La sociedad panameña mira con estupor la atrocidad con que los criminales cometen sus fechorías. Es una situación que raya en lo absurdo e inhumano. Personas inocentes con un futuro promisorio por delante mueren diariamente a manos de desalmados por objetos tan triviales como una gorra o un teléfono celular.
Los delincuentes matan de vicio. Pareciera que el robo no es su fin inmediato, sino quitarle la vida al primer infortunado que se le cruce por delante. Las armas de fuego están al alcance de cualquiera y ya los panameños no estamos seguros ni siquiera en nuestras propias camas.
Se trata de una descomposición social que nace en la esencia misma de la sociedad: la familia. El combate de la delincuencia no es una tarea exclusiva del Gobierno, todos los panameños tenemos la obligación de contribuir con ella. Lo hacemos cumpliendo con nuestros deberes ciudadanos, atendiendo a nuestros hijos y respetando el derecho ajeno.

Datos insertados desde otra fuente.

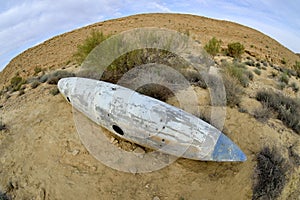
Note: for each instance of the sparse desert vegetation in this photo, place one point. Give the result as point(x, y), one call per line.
point(235, 49)
point(213, 46)
point(270, 174)
point(287, 109)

La muerte del joven estudiante del Instituto Don Bosco, Cristopher Amaya, para robarle un aparato Black Berry es un acto de barbarie que no tiene justificación alguna. Le arrancaron la vida a un muchacho bueno que hacía importantes aportes a la sociedad a pesar de sus 17 años de edad.
Días antes, mataron, con la misma saña y por el mismo motivo, a un padre de familia que trabajaba en el Cuerpo de Bomberos. La cadena humana que realizaron ayer los compañeros de aulas y profesores de Cristopher, es una demostración espontánea de que la sociedad panameña está harta de tan absurda violencia.